Others were less receptive."Everyone told us, 'This is insane,'" recalls Aguila. "We got laughed out of every bank in Miami. So we maxed out the credit cards and went to work."
That first year, the pair barely covered expenses, thanks to $10,000 of their own money and sales of customized machines to local gamers. But in the second year, Area 51 PCs scored well in gaming magazine reviews, and orders surged. Alienware filled them using the same revenue model early PC-makers used: First they pay, then you build.
Money upfront means no receivables to underwrite, no inventory to depreciate and no bad debt. Tight cash controls, just-in-time inventory and careful attention to its only distribution channel--its website--have enabled the company to fund growth from revenues.
Now, of course, Alienware gets supplier terms and merchant bank services, but life is no less challenging. What used to be a sweet little seam of color is being mined by everyone from Falcon Northwest and VooDoo to the PC giants. And now that it has corporate and government sales, Alienware also has receivables to support.
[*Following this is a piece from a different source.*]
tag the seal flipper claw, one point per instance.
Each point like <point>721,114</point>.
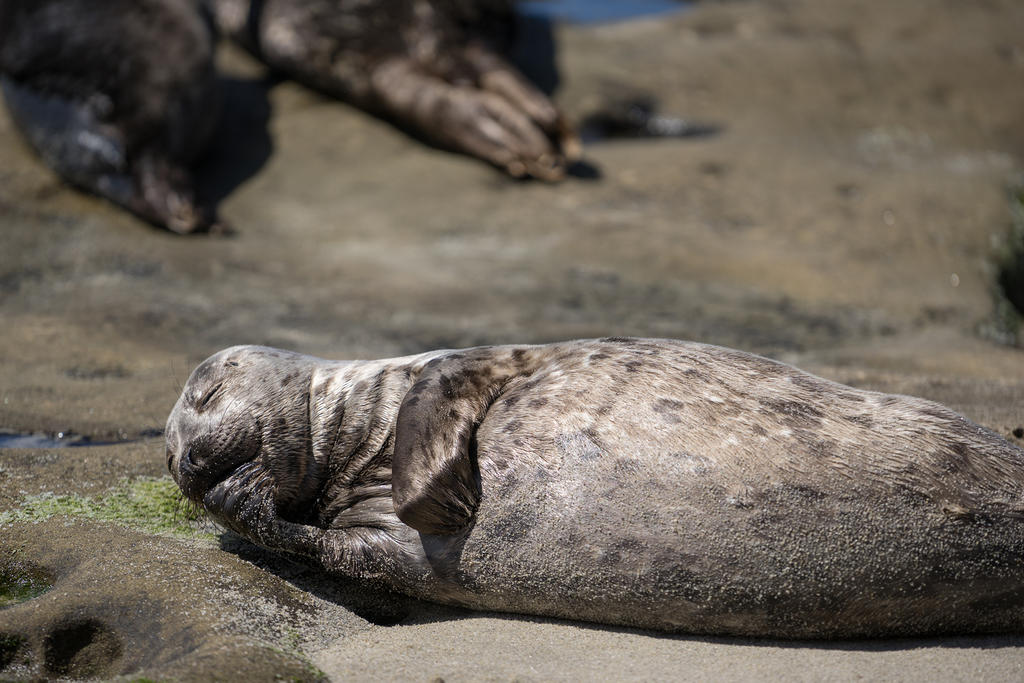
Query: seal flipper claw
<point>434,482</point>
The company's saving grace continues to be the positive control and market feedback it gets by selling direct. A creature of the e-commerce boom, Alienware has demo systems in more than 800 Electronic Boutiques, but sells exclusively on its website. "We don't want inventory," says Aguila, who now appreciates his mom's early advice: "Quit playing games or you'll never amount to anything."
These days, Aguila has one hand locked on Alienware's supply chain and the other on its cash cycle. Gaming is one thing, but colonizing offices dominated by the likes of Dell and HP is another level of competition.
Analysts are probably right about the PC shakeout. There probably are tough times ahead. But, at the same time, marketwide averages and conventional wisdom are just generalizations. Markets aren't homogenous, and there is never just one winner.
If Alienware's successes demonstrate anything, it's that entrepreneurial life forms can thrive in even the most hostile environments.